Perl / sed / grep regex trouble (didn't use Python)

Hi,

I'm trying to make a regex to return only a certain part of an entry. Please consider the following two entries

BIO-2140-01 (54321) Foundations of Biology
IDS-3150-F2-02 (12345) History of Everything

I'd like to return the numbers in parenthesis only - so 54321 and 12345

So far my approach as been search for everything that isn't 5 consecutive digits and replace that are with ''.

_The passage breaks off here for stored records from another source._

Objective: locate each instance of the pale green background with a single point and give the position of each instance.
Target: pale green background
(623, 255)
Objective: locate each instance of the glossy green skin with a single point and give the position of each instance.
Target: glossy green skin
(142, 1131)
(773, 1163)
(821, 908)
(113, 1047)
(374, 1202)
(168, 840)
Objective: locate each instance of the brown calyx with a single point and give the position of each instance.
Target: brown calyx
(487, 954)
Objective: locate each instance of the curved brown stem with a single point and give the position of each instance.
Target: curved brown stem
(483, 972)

I've tried this regex s/[^\d\d\d\d\d]//g and s/[^\s(\d{5})]//g
Add this one to this mix that doesn't work s/[^\b(\d{5})\b]//g;

First one will return the all numbers squished ie 21400154321, the second on returns 214001 (54321).

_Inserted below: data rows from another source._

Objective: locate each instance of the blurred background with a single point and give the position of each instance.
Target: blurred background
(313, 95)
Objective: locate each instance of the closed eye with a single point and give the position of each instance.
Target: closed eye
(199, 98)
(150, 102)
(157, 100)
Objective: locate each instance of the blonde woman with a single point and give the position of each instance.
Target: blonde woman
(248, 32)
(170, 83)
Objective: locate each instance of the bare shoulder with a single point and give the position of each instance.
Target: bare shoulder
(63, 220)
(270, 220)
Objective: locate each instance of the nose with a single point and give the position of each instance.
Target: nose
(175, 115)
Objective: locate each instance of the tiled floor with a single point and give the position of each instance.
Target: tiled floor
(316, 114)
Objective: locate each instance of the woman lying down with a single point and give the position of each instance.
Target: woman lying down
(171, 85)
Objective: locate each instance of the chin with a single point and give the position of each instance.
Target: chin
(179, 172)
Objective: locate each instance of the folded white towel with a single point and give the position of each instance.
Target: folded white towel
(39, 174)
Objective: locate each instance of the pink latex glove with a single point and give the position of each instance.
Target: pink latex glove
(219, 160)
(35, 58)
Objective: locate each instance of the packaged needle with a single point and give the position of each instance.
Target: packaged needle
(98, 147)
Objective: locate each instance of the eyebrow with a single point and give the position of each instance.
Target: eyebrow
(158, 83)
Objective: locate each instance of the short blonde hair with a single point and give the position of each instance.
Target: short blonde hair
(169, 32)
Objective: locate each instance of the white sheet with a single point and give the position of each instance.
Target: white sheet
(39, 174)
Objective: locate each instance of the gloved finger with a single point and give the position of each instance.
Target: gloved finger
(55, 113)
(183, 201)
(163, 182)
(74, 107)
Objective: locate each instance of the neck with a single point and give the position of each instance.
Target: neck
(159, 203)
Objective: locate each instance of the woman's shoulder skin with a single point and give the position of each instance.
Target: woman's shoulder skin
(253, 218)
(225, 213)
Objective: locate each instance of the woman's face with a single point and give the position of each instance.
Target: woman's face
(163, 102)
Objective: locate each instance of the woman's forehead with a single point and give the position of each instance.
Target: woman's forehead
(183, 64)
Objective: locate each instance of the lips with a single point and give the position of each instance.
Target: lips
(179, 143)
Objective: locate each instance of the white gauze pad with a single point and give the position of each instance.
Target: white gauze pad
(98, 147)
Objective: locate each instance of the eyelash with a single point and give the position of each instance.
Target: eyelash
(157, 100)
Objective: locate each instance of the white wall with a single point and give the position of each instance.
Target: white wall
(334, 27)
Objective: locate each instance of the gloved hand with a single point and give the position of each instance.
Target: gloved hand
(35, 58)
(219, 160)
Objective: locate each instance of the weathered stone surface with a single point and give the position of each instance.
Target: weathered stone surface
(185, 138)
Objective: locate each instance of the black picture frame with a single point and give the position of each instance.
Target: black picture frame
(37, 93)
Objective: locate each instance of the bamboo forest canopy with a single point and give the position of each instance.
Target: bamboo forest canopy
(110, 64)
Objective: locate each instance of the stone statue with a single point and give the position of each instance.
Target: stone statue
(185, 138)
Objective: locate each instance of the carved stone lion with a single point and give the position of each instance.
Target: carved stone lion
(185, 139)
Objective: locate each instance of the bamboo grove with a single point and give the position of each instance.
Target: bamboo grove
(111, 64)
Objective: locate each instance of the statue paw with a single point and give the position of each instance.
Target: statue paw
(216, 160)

Any thoughts on just grabbing the digits in between the parens?

1 Like

Haven't used perl in while but the regex for capturing the content of parentheses is

\(([^\)]+)\)

to fine tune the regex I recommend that you use regex101.com or regexr.com

1 Like

Also you might find it handy to include the capture group (e.g. $1 and so on). Then if you want you could include all three parts as it becomes alot easier as only one regex is needed to capture the three parts that you probably will need.

But as nakamura pointed out always use a regex tester before trying anything as it will save you so much hassle

Thanks @nakamura - that matches it.

@Ion I'm trying to figure out how to use the capture group but no luck. I've tried

$var1 = "BIO-1200-01 (12345) Some Course Name =~

s/(\(([^\)]+)\))/$1/;

No luck... any advice - I'd like to set a variable = to that matched result.

step 1) Abandon Perl.. run for your life to Python.

I'd be willing to consider it, but how would you solve this using python - I'm used to sed (which is very close to perl). Python's regex requires me to know both regex and python - perl pretty much you just need to know regex.

There I changed the title to willing to consider Python - I'm language agnostic - as long as it can get the job done.

Python is incredibly readable and quick to pick up compared to perl.

I would use the regular expressions library. It's how you parse input using re.

https://docs.python.org/2/library/re.html

Thanks I'll check that out. Unfortunately, I still don't conceptually understand how to assign a variable to only the matching part of a regex from a string... nor can seem to come up with a solid google search which helps me understand.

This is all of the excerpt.